As mentioned before, information involving the progression of tasks, the state of the asset and its perception of the world are shared with the Supervisor during the mission, and, if desired, with other assets. For example, during the execution of a move task the intended path, the remaining distance and the estimated time of arrival can be shared using Feedback messages. Another use for Feedback messages involves sharing observations of other (non-team) assets with the Supervisor and other Task Managers. Communication between Task Managers allows the Supervisor to send a task to multiple assets that require alignment during it execution. For instance, the search for suspect contacts or loitering ammunition are tasks that can be executed with multiple assets that work together, without the need for detailed coordination from the Supervisor.

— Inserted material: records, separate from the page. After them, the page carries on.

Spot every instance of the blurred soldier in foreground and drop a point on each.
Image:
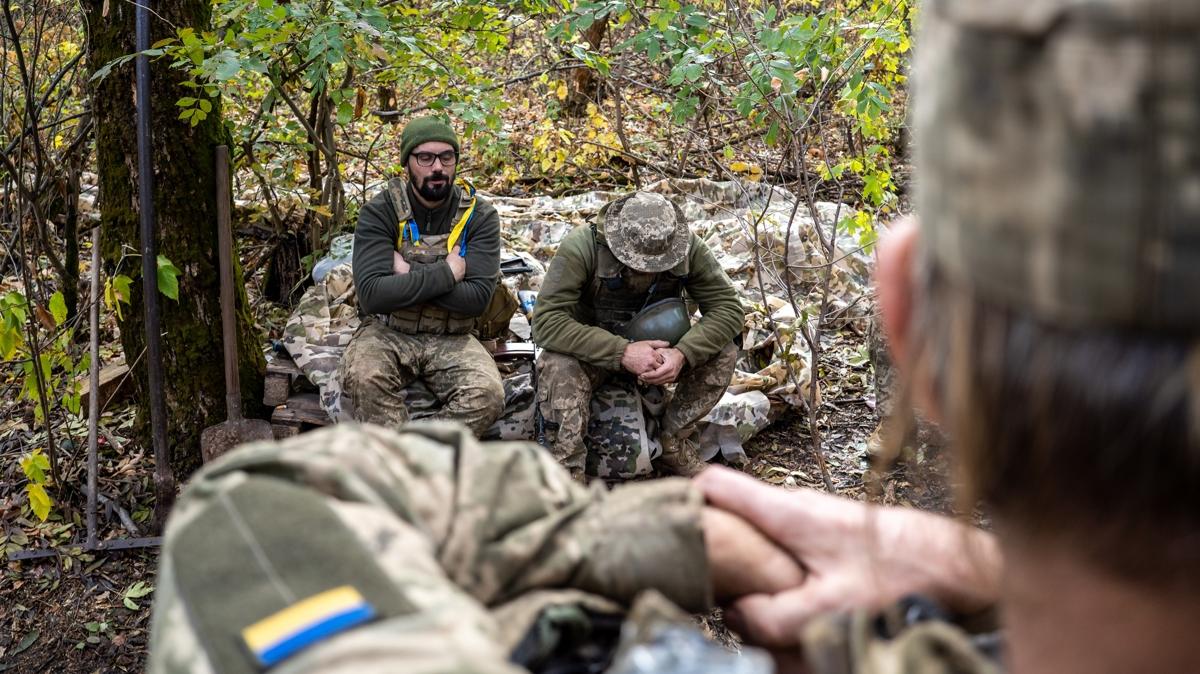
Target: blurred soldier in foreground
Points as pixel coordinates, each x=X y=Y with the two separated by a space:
x=359 y=549
x=426 y=263
x=611 y=304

6. Implementation and Demonstration

6.1. Implementation

The structure of the plan, its construction by the Planner, and the coordinated execution by the Supervisor and asset Task Managers were implemented in Python, according to the architecture as given in Figure 9. The Task Manager was implemented as a ROS2 node. Python packages that were used included SimPy as the discrete event simulation framework, pyzmq for messaging, and NetworkX and Matplotlib for visualization of task templates and elements of the plan. The execution of the basic tasks by the Task Managers are simulated within the game engine Unity.
The interactions between the Supervisor and Task Managers were implemented using a publish–subscribe messaging system to transfer ICTUS messages. For the communication between the Task Managers and the physical representation of the assets in the Unity scene, a connection via ROS2 was used.
Figure 9 shows the higher-level architecture of the implementation, that is, the main components and the connections between these components. The inputs to the Planner include the operator-provided mission parameters, together with the in the design-phase-determined mission templates and world models. The inputs contain information on the military doctrine, including a hierarchy of tasks and reasoning capabilities on, e.g., terrain and enemy behavior. The output of the Planner is the plan, which consists of tasks (which in turn can contain subtasks). The Supervisor receives the plan and has an execution mediator, called the Executor, which allows it to interact with one or more Task Managers via messages containing tasks. The Task Managers interact with the physical representation of the assets in the simulation environment, the Unity scene. Information that the Task Managers share with the Supervisor, summarized here as Task feedback, is forwarded by the Executor to the Assessor, which uses this information to perform Situation assessment and Plan Assessment. This assessment of “what is observed” and “what is achieved” results in runtime data that are shared via the Blackboard object.
Figure 9. The ICTUS system architecture that has been implemented. The plan object specifies, for each platform, the actions and the order in which they are to be performed, see Figure 10.
Figure 9. The ICTUS system architecture that has been implemented. The plan object specifies, for each platform, the actions and the order in which they are to be performed, see Figure 10.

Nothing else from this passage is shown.